Primera guerra Mundial, su fin fue esta semana. Lector, al ver el título de este artículo pensará y se dirá para sí mismo: la Gran Guerra terminó en 1918. A lo que yo le contestaré que en gran parte es verdad, aunque no fue así para Alemania. Esto se debe a que, mediante el Tratado de Versalles, firmado en 1919, el país europeo fue obligado a abonar la gran suma de 269 mil millones de marcos oro en concepto de los destrozos provocados durante 1914 y 1918.
Al no poder afrontar dichos gastos, Alemania debió solicitar un préstamo de dinero, cuya última cuota de alrededor de 100 millones de dólares (poco más de 74 millones de euros) será abonada el domingo próximo. Acerca de ello, Gerd Krumeich, historiador alemán, puntualizó que “financieramente, la importancia (del pago) no es grande, pero clausura definitivamente un capítulo que no sabíamos que estaba todavía abierto”.

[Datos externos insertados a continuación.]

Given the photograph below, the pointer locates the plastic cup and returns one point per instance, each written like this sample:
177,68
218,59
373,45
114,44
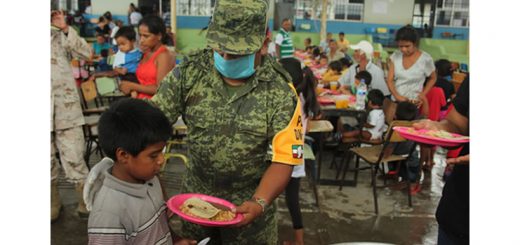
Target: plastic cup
342,102
333,85
319,88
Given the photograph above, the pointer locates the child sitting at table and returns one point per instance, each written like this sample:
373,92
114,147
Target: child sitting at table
126,59
345,64
99,45
405,111
122,192
333,73
360,76
375,125
103,62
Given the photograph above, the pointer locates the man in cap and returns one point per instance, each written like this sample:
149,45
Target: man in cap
244,122
363,57
66,115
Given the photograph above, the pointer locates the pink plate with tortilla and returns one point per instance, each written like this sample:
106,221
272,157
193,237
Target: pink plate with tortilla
424,136
175,202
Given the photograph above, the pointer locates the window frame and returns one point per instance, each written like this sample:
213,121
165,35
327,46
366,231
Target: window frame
442,6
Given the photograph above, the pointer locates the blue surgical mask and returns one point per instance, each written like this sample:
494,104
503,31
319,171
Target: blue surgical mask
242,67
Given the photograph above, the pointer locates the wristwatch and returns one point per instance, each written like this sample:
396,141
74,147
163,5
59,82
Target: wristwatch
260,201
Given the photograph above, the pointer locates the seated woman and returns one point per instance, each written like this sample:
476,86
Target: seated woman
333,72
157,61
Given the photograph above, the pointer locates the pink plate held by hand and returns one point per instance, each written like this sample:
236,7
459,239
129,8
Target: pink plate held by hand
426,136
175,202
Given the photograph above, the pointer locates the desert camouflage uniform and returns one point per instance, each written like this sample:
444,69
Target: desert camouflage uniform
66,114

Pero la impresionante deuda que contrajo Alemania tras la Primera Guerra Mundial pudo haber causado consecuencias mucho menos impensadas y más impactantes que la devastación monetaria de la nación. Según Krumeich, fue tomada como herramienta del Nazismo al manifestar que el Tratado de Versalles no era justo, hecho que fue avalado rápidamente por la población. En ese sentido, el historiador acotó que “la Primera Guerra Mundial y Versalles ayudaron a dar credibilidad a los nazis”.
Lo que pasó después es historia conocida y, teniendo en cuenta los documentos existentes sobre la época, han sido muchas las causas que llevaron a los alemanes a apoyar a Adolf Hitler en su maquiavela causa patriótica y de expansión mundial. Sin embargo, si queremos sacar alguna conclusión de todo esto sería que la historia la escriben los vencedores; la chequera, los perdedores.